Closest thing I've run across:

http://www.simelations.com/grandprix5.htm

'Coure you can _buy_ stuff to tack on...

http://www.simelations.com/grandprix5.htm

..as well as "Battle Chair" and the "Intensor", which you probably already know about.

Most of that's suited more toward flight sims, tho.

Might give ya some ideas?

Watch out for metal splinters! 

BOL

EDIT! 12-13-02 The links orignally posted have mutated! Well things change...


----------



## Rikku (Dec 11, 2001)

Very cool RT,

That site features the same exact wheel I have in their designs. 

Thanks!


----------



## slow ej6 (Oct 30, 2002)

you could always build a frame out of wood to support some sort of "racing seat" (like a seat out of a wrx or integra type-r, etc) and then have the platform for the steering wheel setup....yeah itd take a lot of time probably but sounds like itd be a fun project. hell, even throw in spaces for your speakers to be right behind the seats and the sub under the seat.....could make it all that more interesting for you.


----------



## Rikku (Dec 11, 2001)

Now THAT's what I was thinking of. I found a few sites online that offer racing seats but they started at around $300..... 
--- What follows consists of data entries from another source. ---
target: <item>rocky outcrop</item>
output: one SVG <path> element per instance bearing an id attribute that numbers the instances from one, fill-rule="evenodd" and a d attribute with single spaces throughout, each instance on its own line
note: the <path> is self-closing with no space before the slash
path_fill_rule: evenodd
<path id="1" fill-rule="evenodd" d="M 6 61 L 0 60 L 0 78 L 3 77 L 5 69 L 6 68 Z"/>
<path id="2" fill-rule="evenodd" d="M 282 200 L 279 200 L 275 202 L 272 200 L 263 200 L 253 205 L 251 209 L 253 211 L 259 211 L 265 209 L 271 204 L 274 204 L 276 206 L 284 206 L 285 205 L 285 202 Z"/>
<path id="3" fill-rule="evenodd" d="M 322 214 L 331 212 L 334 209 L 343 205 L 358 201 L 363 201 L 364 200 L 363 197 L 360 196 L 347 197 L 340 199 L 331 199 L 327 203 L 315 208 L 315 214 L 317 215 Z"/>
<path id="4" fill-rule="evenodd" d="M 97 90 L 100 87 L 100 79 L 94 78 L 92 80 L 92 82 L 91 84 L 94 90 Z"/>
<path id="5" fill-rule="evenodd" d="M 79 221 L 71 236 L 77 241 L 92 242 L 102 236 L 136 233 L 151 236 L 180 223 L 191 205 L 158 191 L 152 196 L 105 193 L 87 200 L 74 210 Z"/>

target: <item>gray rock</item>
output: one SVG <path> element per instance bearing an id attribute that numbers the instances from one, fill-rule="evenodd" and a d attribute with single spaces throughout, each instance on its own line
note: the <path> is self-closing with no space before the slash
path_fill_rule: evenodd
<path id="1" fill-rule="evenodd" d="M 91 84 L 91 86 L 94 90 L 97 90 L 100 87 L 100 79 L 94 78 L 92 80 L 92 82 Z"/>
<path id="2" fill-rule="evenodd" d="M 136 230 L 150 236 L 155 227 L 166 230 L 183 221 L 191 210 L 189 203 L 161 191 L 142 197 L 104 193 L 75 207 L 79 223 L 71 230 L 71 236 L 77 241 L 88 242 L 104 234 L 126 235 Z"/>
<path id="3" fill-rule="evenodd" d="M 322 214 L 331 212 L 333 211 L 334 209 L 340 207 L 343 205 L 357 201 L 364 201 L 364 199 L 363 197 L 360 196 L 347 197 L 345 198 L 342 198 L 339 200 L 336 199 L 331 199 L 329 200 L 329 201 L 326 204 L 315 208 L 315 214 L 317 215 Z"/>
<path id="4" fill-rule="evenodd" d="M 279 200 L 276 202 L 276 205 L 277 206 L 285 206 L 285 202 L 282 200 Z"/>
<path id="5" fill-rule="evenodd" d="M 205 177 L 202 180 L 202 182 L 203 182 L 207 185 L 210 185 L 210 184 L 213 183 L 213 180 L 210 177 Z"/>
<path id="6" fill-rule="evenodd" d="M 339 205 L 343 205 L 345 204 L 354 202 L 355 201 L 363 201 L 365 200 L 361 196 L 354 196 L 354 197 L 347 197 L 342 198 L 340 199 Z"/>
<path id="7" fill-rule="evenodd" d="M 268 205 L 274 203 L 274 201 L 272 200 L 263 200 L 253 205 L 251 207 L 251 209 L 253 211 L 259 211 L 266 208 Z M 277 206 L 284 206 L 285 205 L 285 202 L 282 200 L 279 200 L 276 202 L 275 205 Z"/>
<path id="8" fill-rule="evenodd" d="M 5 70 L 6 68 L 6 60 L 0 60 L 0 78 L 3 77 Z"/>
I was thinking there's got to be some site online on which some guy has built a 'cabinet' for his racing chair and wheel..... Hmm.
*thinking* Sure would be fun!


----------



## slow ej6 (Oct 30, 2002)

> _Originally posted by Rikku:_
> *Now THAT's what I was thinking of. I found a few sites online that offer racing seats but they started at around $300.....
> 
> I was thinking there's got to be some site online on which some guy has built a 'cabinet' for his racing chair and wheel..... Hmm.
> *thinking* Sure would be fun! *


try www.groupbuycenter.com they have racing seats on there for good prices - i mean its not like you need an AWESOME seat like a Recaro SRD or a Sparco seat.....you could get a Tenzo R bucket seat or Corbeau or something similar. 
also....Honda Del Sol seats are very nice, cheap, comfortable. they are recaro made, as are wrx seats.


----------



## keno gold (Dec 5, 2002)

Try www.racebasecockpit.com
They have a range of slick looking cockpits and some DIY plans for sale. I've use one at a show once. They are very compact and comfortable. Whatever you do, post up some pictures when you finish dude! I'm looking to build too!


----------



## was (Dec 20, 2002)

well i want to make one, but im not the type to get anywhere with something like this
anyway, there is a better one, for abt 250 pound
their all at www.ashdesign.com
weird site though


----------



## Rikku (Dec 11, 2001)

That ashdesign site has some pretty cool stuff, yes. However, the racebasecockpit site was EXACTLY what I was looking for. I haven't bought anything yet (PRICEY$$) but I'm considering it. I was more looking for something to set in front of my large television... 
The ashdesign cockpit thing looks more like a base for a computer station.... I'm not THAT into racing that I'd want to devote a whole system over to it


----------



## was (Dec 20, 2002)

good point
but it gives you the feeling of the arcade, dont you think?
i want one, but like you said the price is mega
if you look around the site, you'll see aload of crap carpets, and an ok cabinet, ubt they are well over priced
i doubt they have any orders at all!!!


----------



## was (Dec 20, 2002)

i agree, the microsims racebases are better
the r6 model of the racebase, i thought would come with pieces!
but it doesn't!! 
the fact tht I have to pay abt 40pound for some big sheets of paper and some specific bolts is OUTRAGEOUS! 
i would help if someone posted these sheets and basic requirements on the net, but no one is gonna take tht challenge
so i might as well make me own
unless some one IS willing to put the DIY sheets online


----------



## keno gold (Dec 5, 2002)

Yeah it does seem expensive. The guys at microsim say that the kit comes with special bolts and plastic bits that you can't easily get to make the whole thing work. They also say that:

"we can't release the plans for free on the net since that would complicate the patents we need for the product. A lot of effort goes into design and manufacture of our racebase products. That is why they work so well and are so highly regarded. We want to continue to devote our time and effort into producing better products for the racing community, and that doesn't come for free."

Sounds like a bit of a sob, but they have a point. Capitalism ins't built on charity!!! The plan you get is over 2meters long! So even if the plans where on the net, who has got a printer that big!? If you're thinking its just paper and screws, then think of a book is just paper with some words on it or piece of software is just a flat bit of plastic!


----------



## was (Dec 20, 2002)

i did think abt tht
so yea they have a good point to not posting the sheets
but i still think 40pound for sheets of paper is not well-worth it!


----------